Common interface for chunked arrays?

Hi all,

there is quite a zoo of data formats that allow you to store multidimensional arrays tiled into chunks, with or without compression. Examples are HDF5.jl, NetCDF.jl, Zarr.jl, or BigArrays.jl, maybe there will be a TileDB wrapper soon.

It would be really nice if there was a generic way to access and process these arrays with respect to their chunked nature, so that one could iterate over chunks, copy from one format to another, efficiently distribute computations over workers respecting the chunks, etc through a common interface. This would greatly enhance possible coupling to tiled in-memory data formats and processing tools like TiledIteration.jl or DistributedArrays.jl

When searching for existing interfaces, the closest thing I found was BlockArrays.jl.

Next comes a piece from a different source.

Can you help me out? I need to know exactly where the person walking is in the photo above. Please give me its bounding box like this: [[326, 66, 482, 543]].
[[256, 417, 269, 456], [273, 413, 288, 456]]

However, the model does not completely fit the formats mentioned above, since it seems to focues on variable-sized “Blocks” while in the formats mentioned above, the chunks have all equal size. Then there is Blocks.jl from JuliaParrallel, which seems to provide exactly the interface I thought about but is abandoned.

My main question is if there are people who would support an effort to harmonize a chunk interface for some of the above-mentioned data formats, ideally contributors/authors of these packages and if there are other already existing interfaces that might be ready to use and that I have missed in my search.

It is also unclear to me if Chunk type defined in Dagger.jl is generic enough to deal with our use case and would give us a lot of chunked processing for free. So far I have seen only examples of Dagger being applied to JuliaDB instances, although it should be generic enough to deal with arbitrary chunked datasets, so maybe this is the way to go. Any explanation/input here would be welcome as well.

TLDR

What is the best interface/framework to deal with chunked, dense multidimensional arrays data formats

5 Likes

I think that there are at least two parallel goals the libraries you mention address:

  1. some structure, typically sparsity, that can be taken advantage of (BlockArrays),

  2. a purely mechanical partition of elements to facilitate processing the data in parts (HDF & friends).

They have some intersection, but neither is a subset of the other.

As for a common API for chunks, one could imagine an eachchunk(A) iterator that returns some I::CartesianIndices that conform to the storage layout so that A[I] can be retrieved efficiently.

Do you need anything more?

1 Like

There are also Apache Arrow, Feather and Parquet with somewhat different set of features / requirements: python - What are the differences between feather and parquet? - Stack Overflow

1 Like

I think that there are at least two parallel goals the libraries you mention address:

Thanks for the clarification I am currently more interested in your number 2 and this is the set of packages I am currently using. I was just wondering if concepts from (1) might help here.

Do you need anything more?

I think this might already bring me a long way. In particular if the eachchunk iterator would implement HasShape so that one would know beforehand how to organize the individual chunks. Maybe in the future an optional affinity function would help as well to facilitate interaction with DistributedArrays.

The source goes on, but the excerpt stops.